No, it's universally predicted that length in a frame where an object is 
*in motion* (coordinate-motion using the term I coined in my previous 
comment, to distinguish from your alternate non-standard usage which I 
called 'designated-motion') is contracted relative to that object's "proper 
length" in the frame where the object is *at rest* (coordinate-rest), the L 
in the length contraction equation is always stated to be the proper 
length. So, if you use the LT to transform FROM the frame where the object 
is in motion (coordinate-motion) TO the frame where the object is at rest 
(coordinate-rest), treating the coordinate-motion frame as what you call 
the "source frame" and the coordinate-rest frame as what you call the 
"target frame" for the LT, in this case the length should be contracted in 
the source frame and larger in the target frame,


*So, after our exhausting discussion, you still have no clue what I meant 
by source and target frames.*


So "source frame" doesn't just mean the frame whose information we are 
given to start with (i.e. given coordinates values of length/velocity etc. 
for the objects we are analyzing) before applying the Lorentz transform to 
predict coordinates in the "target frame", i.e. it's not just that 
source=unprimed and target=primed in your description of the LT as giving 
us x-->x' and t-->t'? If that's not what you meant by "source" and 
"target", fine, but that's just a linguistic matter, you can delete all 
references to "source frame" and "target frame" in my comment above and 
change it to "starting frame" and "predicted frame" or whatever terminology 
you want to use for this; it changes nothing about the substantive point I 
was making.
 

* I never said anything about a LT from a frame where the object is in 
motion.

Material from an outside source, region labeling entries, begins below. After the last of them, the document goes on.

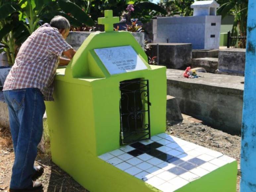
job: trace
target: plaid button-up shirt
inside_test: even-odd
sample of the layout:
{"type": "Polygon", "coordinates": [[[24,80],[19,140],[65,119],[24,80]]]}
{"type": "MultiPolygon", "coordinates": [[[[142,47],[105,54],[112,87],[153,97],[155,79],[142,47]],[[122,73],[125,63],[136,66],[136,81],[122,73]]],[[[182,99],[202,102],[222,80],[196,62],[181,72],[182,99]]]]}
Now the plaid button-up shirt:
{"type": "Polygon", "coordinates": [[[3,90],[38,88],[45,100],[53,101],[53,82],[60,57],[71,48],[57,28],[44,24],[22,44],[3,90]]]}

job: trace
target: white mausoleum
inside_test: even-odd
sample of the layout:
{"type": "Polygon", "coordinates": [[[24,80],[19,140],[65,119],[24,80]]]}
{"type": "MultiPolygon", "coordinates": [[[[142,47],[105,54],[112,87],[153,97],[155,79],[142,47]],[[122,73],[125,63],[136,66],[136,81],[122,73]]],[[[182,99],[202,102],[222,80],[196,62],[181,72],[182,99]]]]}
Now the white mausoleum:
{"type": "Polygon", "coordinates": [[[154,43],[191,43],[193,49],[218,49],[221,16],[214,0],[195,1],[193,16],[158,18],[154,20],[154,43]]]}

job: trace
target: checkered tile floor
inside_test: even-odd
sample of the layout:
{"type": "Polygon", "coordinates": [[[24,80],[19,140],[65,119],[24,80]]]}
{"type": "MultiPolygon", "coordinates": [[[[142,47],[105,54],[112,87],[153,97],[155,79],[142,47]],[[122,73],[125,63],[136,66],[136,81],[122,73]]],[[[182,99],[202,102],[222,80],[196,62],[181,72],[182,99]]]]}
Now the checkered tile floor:
{"type": "Polygon", "coordinates": [[[235,161],[164,133],[99,158],[164,192],[174,191],[235,161]]]}

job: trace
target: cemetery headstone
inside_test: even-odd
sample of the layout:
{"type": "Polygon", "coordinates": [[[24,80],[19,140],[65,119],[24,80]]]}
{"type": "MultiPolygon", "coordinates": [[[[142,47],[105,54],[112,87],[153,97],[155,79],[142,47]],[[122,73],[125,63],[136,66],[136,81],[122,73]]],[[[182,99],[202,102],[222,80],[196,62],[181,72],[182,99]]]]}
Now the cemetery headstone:
{"type": "Polygon", "coordinates": [[[149,65],[104,13],[105,31],[57,71],[55,101],[46,103],[52,161],[92,192],[233,191],[234,160],[164,133],[166,68],[149,65]]]}

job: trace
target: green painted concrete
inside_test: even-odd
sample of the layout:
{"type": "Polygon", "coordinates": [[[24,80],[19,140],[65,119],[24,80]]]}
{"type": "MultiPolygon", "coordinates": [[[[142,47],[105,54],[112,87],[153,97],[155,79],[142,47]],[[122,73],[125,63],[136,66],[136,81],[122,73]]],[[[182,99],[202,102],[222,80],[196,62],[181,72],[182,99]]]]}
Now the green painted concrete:
{"type": "Polygon", "coordinates": [[[177,192],[235,192],[237,164],[228,164],[175,191],[177,192]]]}
{"type": "MultiPolygon", "coordinates": [[[[55,101],[46,102],[52,161],[91,192],[160,191],[97,157],[120,147],[119,86],[122,81],[148,79],[151,135],[165,132],[166,68],[150,66],[147,61],[129,32],[95,32],[85,40],[66,68],[57,70],[55,101]],[[129,45],[147,69],[111,75],[93,51],[129,45]]],[[[223,171],[216,171],[219,173],[216,177],[224,176],[220,175],[223,171]]]]}

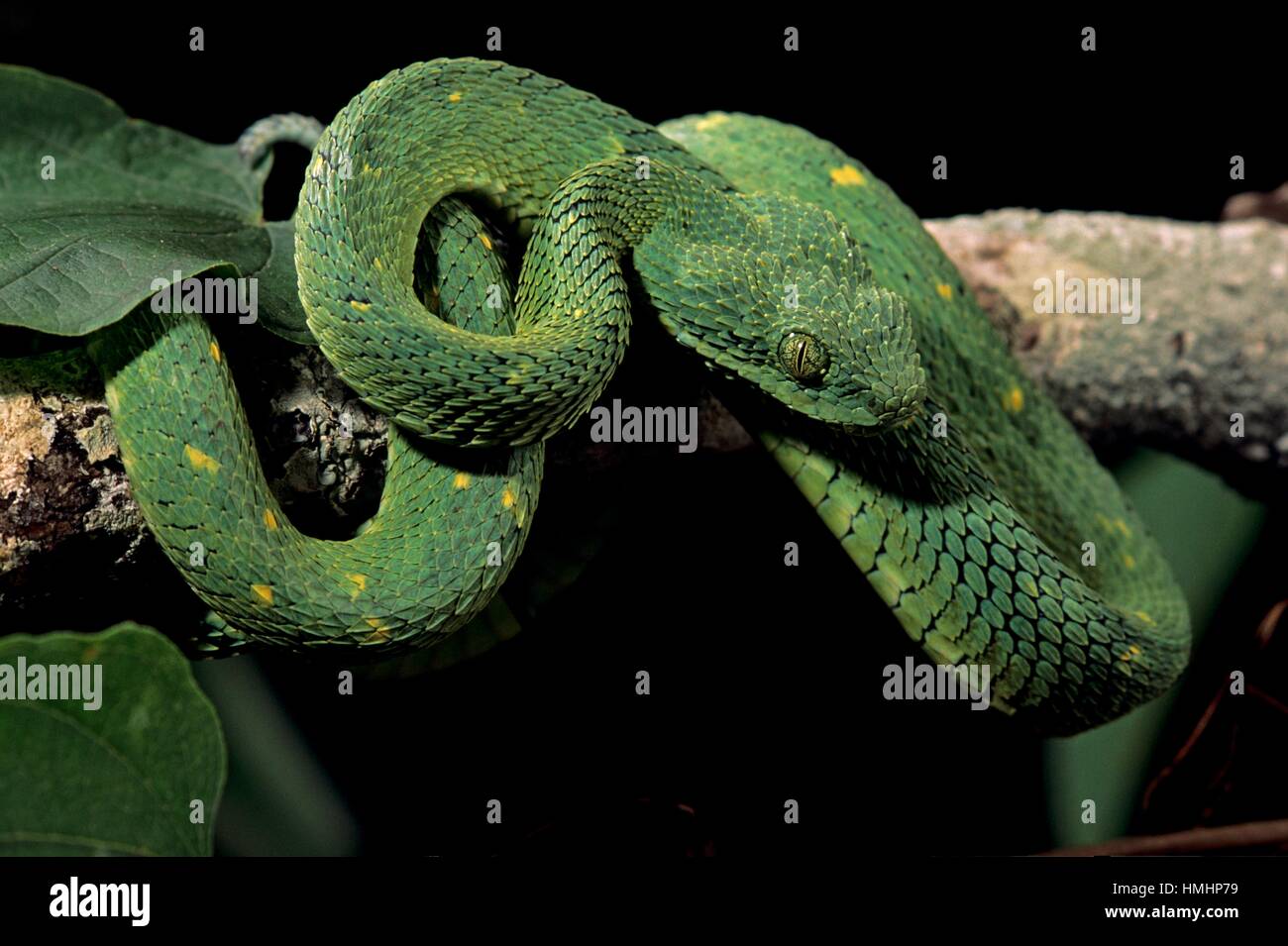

I alway stated I was transforming FROM a rest frame to a moving 
frame.*


But you made a big deal of the fact that a ruler isn't measured as 
contracted in its own frame (and a clock isn't measured as running slow in 
its own frame), claiming this shows a divergence between what is PREDICTED 
by the LT and what is MEASURED. If you aren't actually using the LT to make 
PREDICTIONS about what should be true in the ruler's own frame (the frame 
where the ruler is in a state of coordinate-rest), i.e. using the ruler's 
frame as what I called the 'predicted frame', then how can this example be 
used to show a divergence between LT predictions vs. measurements?
 

* Is there any textbook which makes your claim? I've never seen it, or 
heard about it, or hinted about it, and for this reason I ignored your 
mathematics. AG*


I don't know that any textbook would go to the trouble of saying something 
like "the length of an object may be larger in the primed frame than the 
unprimed frame when you use the Lorentz transform to go from unprimed to 
primed", but I promise you that no textbook will say anything like 
"applying the Lorentz transformation to go from unprimed to primed always 
results in the length of any object being shorter in the primed frame than 
the unprimed frame". The only real reason to say something like the former 
would be to dispel a misconception like the latter, but I doubt this is a 
common misconception, I've talked to plenty of people who are confused 
about relativity on various forums over the years and never come across 
this idea of yours.

If I looked around a bit I could probably find numerical examples in 
textbooks where just looking at the coordinates they give for some object 
in the unprimed vs. primed frame (or whatever notation they use to 
distinguish coordinates in the 'starting frame' from the 'predicted 
frame'), you could verify that the object was longer in the primed than it 
was in the unprimed.

 
*Since the primed frame is the moving frame, if that were true, then SR 
wouldn't predict length contraction!  AG*

Would that satisfy your request for a textbook citation, or are you looking 
exclusively for a general verbal statement like the one I imagined above?